We are grateful for input from Rishi Bommasani and Jamie Bernardi. This article is in part a summary of the PhD work of Merlin Stein at the University of Oxford.


[i] In the EU, the Digital Services Act and Digital Markets Act introduced partial regulatory monitoring in the last years.

[ii] Currently around 5-20%: The largest public training dataset DRBX contains 9 trillion words, estimates of words on the internet range from 100 to 200 trillion.

[iii] Each player along the value chain has access to different kinds of information. Each information category includes subcategories that are already available to respective value chain players (disclosure-focused) and categories that need dedicated resources (assessment-focused).

[iv] Directly affected persons or the environment; directly affected critical infrastructure, fundamental rights and property which then indirectly affects persons or the environment (see EU AI Act definition of serious incidents).

[v] Trusted flagger mechanisms empower local users with existing, distributed access to flag and correct AI outputs.
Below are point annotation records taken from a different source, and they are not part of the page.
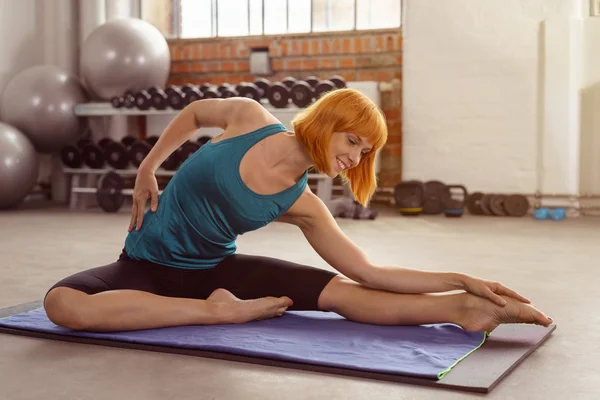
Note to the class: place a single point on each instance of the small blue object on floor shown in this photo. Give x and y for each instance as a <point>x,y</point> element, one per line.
<point>318,338</point>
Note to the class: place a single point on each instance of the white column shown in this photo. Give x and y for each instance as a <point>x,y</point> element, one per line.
<point>118,9</point>
<point>92,13</point>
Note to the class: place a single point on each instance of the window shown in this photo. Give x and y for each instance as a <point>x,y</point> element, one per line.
<point>223,18</point>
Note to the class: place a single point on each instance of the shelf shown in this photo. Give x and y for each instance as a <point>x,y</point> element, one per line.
<point>106,109</point>
<point>103,171</point>
<point>94,190</point>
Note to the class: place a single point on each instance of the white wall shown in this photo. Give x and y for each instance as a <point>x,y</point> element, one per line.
<point>589,96</point>
<point>488,83</point>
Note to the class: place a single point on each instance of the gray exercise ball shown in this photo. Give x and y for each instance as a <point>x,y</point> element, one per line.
<point>40,101</point>
<point>124,54</point>
<point>18,166</point>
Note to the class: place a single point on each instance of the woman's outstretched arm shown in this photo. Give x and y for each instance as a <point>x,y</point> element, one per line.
<point>329,241</point>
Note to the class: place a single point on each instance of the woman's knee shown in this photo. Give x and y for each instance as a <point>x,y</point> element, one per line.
<point>65,307</point>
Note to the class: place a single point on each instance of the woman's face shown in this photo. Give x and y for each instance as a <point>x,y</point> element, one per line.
<point>346,150</point>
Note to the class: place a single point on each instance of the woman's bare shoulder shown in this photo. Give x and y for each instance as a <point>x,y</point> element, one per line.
<point>250,116</point>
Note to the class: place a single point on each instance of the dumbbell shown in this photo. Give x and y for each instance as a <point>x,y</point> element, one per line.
<point>192,93</point>
<point>70,154</point>
<point>263,84</point>
<point>338,81</point>
<point>141,151</point>
<point>556,214</point>
<point>279,94</point>
<point>202,140</point>
<point>250,90</point>
<point>455,207</point>
<point>92,154</point>
<point>209,91</point>
<point>227,90</point>
<point>152,97</point>
<point>128,149</point>
<point>304,92</point>
<point>187,149</point>
<point>176,98</point>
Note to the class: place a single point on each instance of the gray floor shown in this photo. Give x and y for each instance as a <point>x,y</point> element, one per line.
<point>553,263</point>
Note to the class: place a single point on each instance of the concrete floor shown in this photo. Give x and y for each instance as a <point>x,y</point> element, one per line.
<point>556,264</point>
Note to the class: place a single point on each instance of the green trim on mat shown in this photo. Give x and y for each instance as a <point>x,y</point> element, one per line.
<point>443,373</point>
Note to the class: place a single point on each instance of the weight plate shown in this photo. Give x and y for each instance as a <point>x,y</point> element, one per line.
<point>81,143</point>
<point>71,156</point>
<point>128,100</point>
<point>151,140</point>
<point>104,141</point>
<point>138,152</point>
<point>171,89</point>
<point>202,140</point>
<point>153,89</point>
<point>127,141</point>
<point>289,81</point>
<point>338,81</point>
<point>172,162</point>
<point>473,203</point>
<point>194,95</point>
<point>497,205</point>
<point>159,100</point>
<point>278,95</point>
<point>176,100</point>
<point>409,197</point>
<point>212,93</point>
<point>93,156</point>
<point>116,155</point>
<point>484,203</point>
<point>251,91</point>
<point>229,92</point>
<point>301,94</point>
<point>516,205</point>
<point>117,101</point>
<point>205,86</point>
<point>312,81</point>
<point>435,197</point>
<point>322,88</point>
<point>109,192</point>
<point>263,84</point>
<point>188,87</point>
<point>187,149</point>
<point>143,100</point>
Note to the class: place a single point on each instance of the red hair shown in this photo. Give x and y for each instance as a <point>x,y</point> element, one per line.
<point>344,110</point>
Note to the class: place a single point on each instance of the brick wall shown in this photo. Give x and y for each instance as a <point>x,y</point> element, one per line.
<point>373,55</point>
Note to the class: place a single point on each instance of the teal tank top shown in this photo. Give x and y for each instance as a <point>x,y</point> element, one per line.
<point>206,205</point>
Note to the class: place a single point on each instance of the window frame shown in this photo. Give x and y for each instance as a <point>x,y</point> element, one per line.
<point>176,21</point>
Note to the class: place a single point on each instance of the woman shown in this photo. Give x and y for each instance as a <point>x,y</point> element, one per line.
<point>180,267</point>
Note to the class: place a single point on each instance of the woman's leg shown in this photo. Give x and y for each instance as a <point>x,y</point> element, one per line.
<point>359,303</point>
<point>131,295</point>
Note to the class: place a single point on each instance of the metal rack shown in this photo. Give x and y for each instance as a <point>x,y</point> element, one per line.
<point>83,182</point>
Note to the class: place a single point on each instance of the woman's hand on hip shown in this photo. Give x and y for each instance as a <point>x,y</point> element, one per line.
<point>146,187</point>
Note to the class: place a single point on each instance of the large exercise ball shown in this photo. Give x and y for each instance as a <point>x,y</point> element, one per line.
<point>124,54</point>
<point>40,101</point>
<point>18,166</point>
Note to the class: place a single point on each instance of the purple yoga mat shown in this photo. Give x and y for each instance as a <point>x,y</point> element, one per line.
<point>321,338</point>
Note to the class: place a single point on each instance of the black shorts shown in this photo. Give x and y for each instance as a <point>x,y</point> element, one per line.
<point>246,276</point>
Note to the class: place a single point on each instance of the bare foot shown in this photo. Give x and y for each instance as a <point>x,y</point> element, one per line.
<point>250,310</point>
<point>480,314</point>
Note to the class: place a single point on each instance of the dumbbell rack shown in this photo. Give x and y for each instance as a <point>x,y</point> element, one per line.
<point>83,180</point>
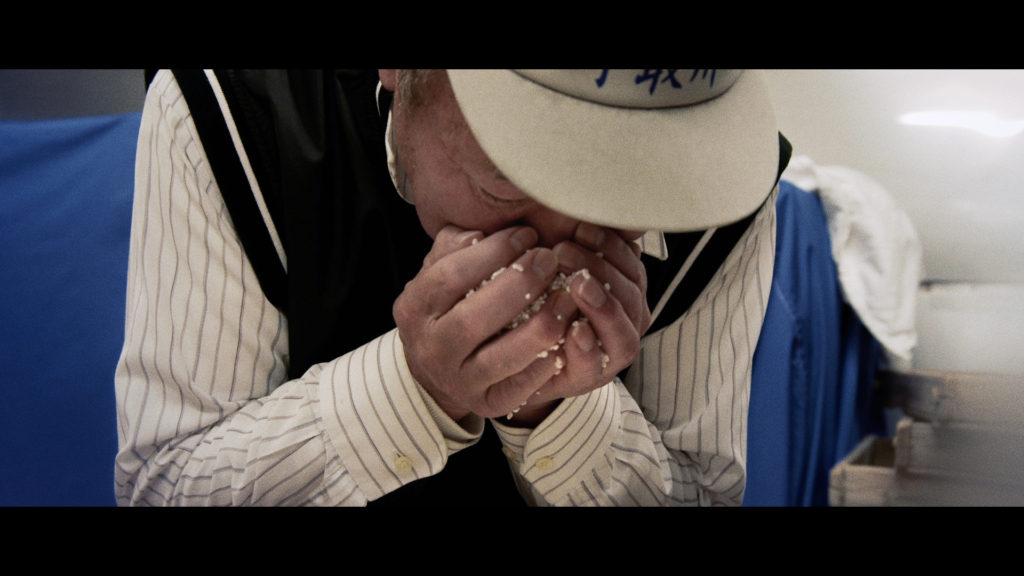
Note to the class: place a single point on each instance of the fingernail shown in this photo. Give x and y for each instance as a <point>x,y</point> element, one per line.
<point>569,256</point>
<point>592,292</point>
<point>584,343</point>
<point>564,306</point>
<point>523,239</point>
<point>590,235</point>
<point>545,262</point>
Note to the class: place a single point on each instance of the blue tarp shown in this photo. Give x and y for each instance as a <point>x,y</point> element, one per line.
<point>66,189</point>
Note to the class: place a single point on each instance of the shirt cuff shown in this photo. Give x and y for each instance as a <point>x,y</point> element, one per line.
<point>571,442</point>
<point>387,430</point>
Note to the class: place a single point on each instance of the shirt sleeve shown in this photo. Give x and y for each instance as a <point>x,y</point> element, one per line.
<point>206,415</point>
<point>674,433</point>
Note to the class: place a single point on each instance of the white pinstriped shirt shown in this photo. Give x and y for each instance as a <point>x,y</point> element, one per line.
<point>206,417</point>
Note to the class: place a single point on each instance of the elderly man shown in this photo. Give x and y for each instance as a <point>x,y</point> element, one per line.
<point>445,287</point>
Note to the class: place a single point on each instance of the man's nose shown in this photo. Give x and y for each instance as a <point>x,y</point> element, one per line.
<point>554,228</point>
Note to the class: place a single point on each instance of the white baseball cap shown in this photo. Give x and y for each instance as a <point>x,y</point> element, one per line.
<point>668,150</point>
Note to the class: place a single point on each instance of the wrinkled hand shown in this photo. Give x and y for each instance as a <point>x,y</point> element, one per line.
<point>459,351</point>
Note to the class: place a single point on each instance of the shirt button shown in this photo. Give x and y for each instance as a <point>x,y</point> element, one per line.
<point>510,454</point>
<point>402,463</point>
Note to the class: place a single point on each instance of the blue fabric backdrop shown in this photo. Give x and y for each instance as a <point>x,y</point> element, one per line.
<point>811,395</point>
<point>66,190</point>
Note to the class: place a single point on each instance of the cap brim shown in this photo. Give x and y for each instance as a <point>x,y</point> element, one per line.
<point>671,169</point>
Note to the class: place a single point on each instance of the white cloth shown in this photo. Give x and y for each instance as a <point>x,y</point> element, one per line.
<point>876,247</point>
<point>206,415</point>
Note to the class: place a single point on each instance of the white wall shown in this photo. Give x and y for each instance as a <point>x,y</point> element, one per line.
<point>961,189</point>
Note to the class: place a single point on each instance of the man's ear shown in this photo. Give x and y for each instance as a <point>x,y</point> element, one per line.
<point>389,79</point>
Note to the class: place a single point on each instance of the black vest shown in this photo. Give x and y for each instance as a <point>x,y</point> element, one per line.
<point>315,141</point>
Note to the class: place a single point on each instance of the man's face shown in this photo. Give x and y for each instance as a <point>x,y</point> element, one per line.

In addition, PySoft allows data sharing via servers without researchers ever seeing the actual data.

[vi] These challenges suggest that monitoring of industry-focused AI and consumer-focused AI may need to be different. For the former, humans are not directly affected by AI. Thus, more information can be gathered and shared, to assess reliability and indirect human impacts. For the latter, privacy protection is essential. Thus, reduced monitoring and field testing of human interactions point towards the direct human impacts.

[vii] As defined in Figure 1, most companies have disclosure-focused information, but are lacking assessment-focused information.

[viii] Transparency on post-deployment downstream indicators is only partly measured and lower than pre-deployment upstream and model information.

[ix] Like the systemic safety grants of the UK AI Safety Institute.

[x] For example, as part of the White House Commitments or the Seoul AI Summit.

[xi] Small research grant programmes like OpenAI’s democratic inputs programme were rolled out, but more can be done by large AI companies who build the core products.